For every test (and their beforeEach/afterEach hooks), jasmine sets the receiver of each function to an initially empty object. This object, which is called userContext within Jasmine's source code, can have properties assigned to it, and gets blown away at the end of each test. In an attempt to address the issues we were having, we recently switched over to assigning variables to this object, rather than declaring them within describe and then assigning them. So our original code above now looked something like this:

describe('views.Card', function() {
  'use strict';

  beforeEach(function() {
    this.model = {};
    this.view = new CardView(this.model);
  });

  describe('.render', function() {
    beforeEach(function() {
      this.model.title = 'An Article';
      this.view.render();
    });

    it('creates a "cardTitle" h3 element set to the model\'s title', function() {
      expect(this.view.$el.find('.cardTitle')).toContainText(this.model.title);
    });

So, what does that all mean? Should we use arrow function with jasmine?
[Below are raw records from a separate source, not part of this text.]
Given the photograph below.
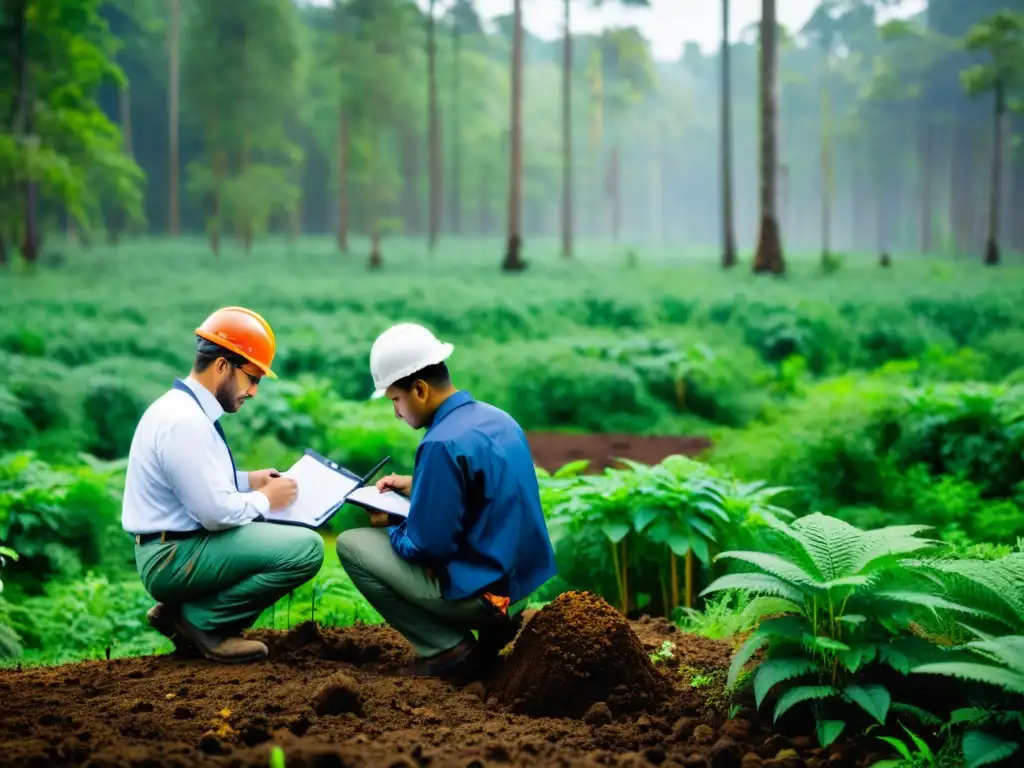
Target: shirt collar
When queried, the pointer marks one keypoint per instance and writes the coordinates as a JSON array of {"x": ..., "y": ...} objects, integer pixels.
[
  {"x": 456, "y": 400},
  {"x": 208, "y": 402}
]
And the answer should be - keep arrow functions in your code, except of this combination

// could be arrow
describe("ListModel -", () =>
{
    // local context description
    interface IMyTestContext
    {
        items?: Heroe[];
        ...
    }
    // could be arrow
    describe("Test items ", () =>
    {
        // NOT AN ARROW - profit from Jasmine context passed as 'this'
        beforeEach(function()
        {
            var ctx: IMyTestContext = this.TestContext = {}; 
            // TODO do some defaults with context
            ...
        });

        // NOT AN ARROW - profit from Jasmine context passed as 'this'
        it("should ...", function()
        {
            var ctx: IMyTestContext = this.TestContext;
            // TODO ... test expecations
        ...

So, beforeEach() and it() do NOT use arrow - to profit from Jasmine context represented by this

we can also introduce a global call beforeEach

import * as something from "...";

beforeEach(function()
{
    this.TestContext = {};
});

and now context is always there for us so we do not have to re-create it:

describe("Track Changed items ", () =>
{
    // NOT AN ARROW - profit from Jasmine context passed as 'this'
    beforeEach(function()
    {                                              // created by global beforeEach above
        var ctx: IMyTestContext = this.TestContext;//  = {}; 

Yes, that is really so amazing, that if a test runner will find some global beforeEach ... it will also run it before each test... awesome, is not it?